Cuando era chico no entendía por qué me sentía tan mal con su partida, si nunca lo había visto, ni lo conocía por fotos. Pero recuerdo que su abandono, su dejarme con las ganas de ser su hijo, me dolió todos los días. A lo mejor por eso prefería matarlo en mis pensamientos más oscuros.

A Enrique no le pasa lo mismo. Sólo espera que vuelva para que cumpla las promesas que le hizo. El tenía casi cuatro años y no sabe si se acuerda mucho de su cara, pero sí de su mirada contenida diciéndole que le iba a traer bonitos juguetes, y comida rica, y que allí donde estuviera, nos iba a cantar, cada noche el Arrorró, para que él y yo lo escuchemos y nos durmamos tranquilos.

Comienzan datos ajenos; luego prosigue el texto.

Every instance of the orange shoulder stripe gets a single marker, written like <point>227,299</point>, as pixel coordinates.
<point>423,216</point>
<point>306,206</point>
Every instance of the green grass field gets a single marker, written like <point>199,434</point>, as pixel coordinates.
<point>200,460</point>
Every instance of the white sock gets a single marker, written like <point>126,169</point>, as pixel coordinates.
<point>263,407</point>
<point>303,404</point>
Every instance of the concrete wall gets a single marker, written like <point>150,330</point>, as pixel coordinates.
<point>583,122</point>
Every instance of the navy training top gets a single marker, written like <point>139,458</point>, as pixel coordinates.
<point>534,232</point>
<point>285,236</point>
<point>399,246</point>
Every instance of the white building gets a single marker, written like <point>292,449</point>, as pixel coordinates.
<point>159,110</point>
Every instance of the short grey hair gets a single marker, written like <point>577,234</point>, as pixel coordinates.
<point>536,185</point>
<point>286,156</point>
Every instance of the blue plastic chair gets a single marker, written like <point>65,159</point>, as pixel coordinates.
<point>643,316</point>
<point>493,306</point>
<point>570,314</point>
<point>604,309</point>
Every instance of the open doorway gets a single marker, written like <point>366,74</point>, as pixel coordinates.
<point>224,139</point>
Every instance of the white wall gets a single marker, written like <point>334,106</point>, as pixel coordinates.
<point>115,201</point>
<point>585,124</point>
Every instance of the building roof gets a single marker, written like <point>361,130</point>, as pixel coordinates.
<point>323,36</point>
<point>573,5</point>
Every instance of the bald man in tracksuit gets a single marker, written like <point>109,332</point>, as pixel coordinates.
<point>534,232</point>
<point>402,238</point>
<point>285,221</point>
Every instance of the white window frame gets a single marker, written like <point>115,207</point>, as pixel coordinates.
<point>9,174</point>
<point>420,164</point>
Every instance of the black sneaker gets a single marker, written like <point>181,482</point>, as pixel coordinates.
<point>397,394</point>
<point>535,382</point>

Enrique decía que mamá al principio nos contaba aventuras de papá en Venezuela, donde él trabajaba mucho, para traernos algún día un porvenir.

Pero yo no me acuerdo, se ve que ella se cansó de mentirnos antes de que yo me diera cuenta. Por lo menos podría haber esperado un poco hasta que yo me pudiera aprender alguna de sus historias...

La verdad es que no me gusta la sensación de llegar tarde, pero me parece que esa circunstancia me enseñó a esperar poco de los demás.

Quiero decir, esperar sí, pero sin muchas expectativas. Esperar a que algún día mi padre Salvador, simplemente aparezca por el mar. No con reproches, ni como respuesta a promesas viejas. Sólo porque deseo verlo llegar, tenerlo enfrente y recordarle que aquí, en la isla de Tenerife,tiene entre otras cosas, un hijo al que no conoce.

Pero no sé, a lo peor, eso no me pase nunca y estoy perdiendo el tiempo en tonterías y chorradas. Tampoco se por qué les conté todo esto siyo sólo quería que supieran que mi historia de amor con Gara fue, además de común y corriente, la mejor novela romántica que jamás soñé protagonizar.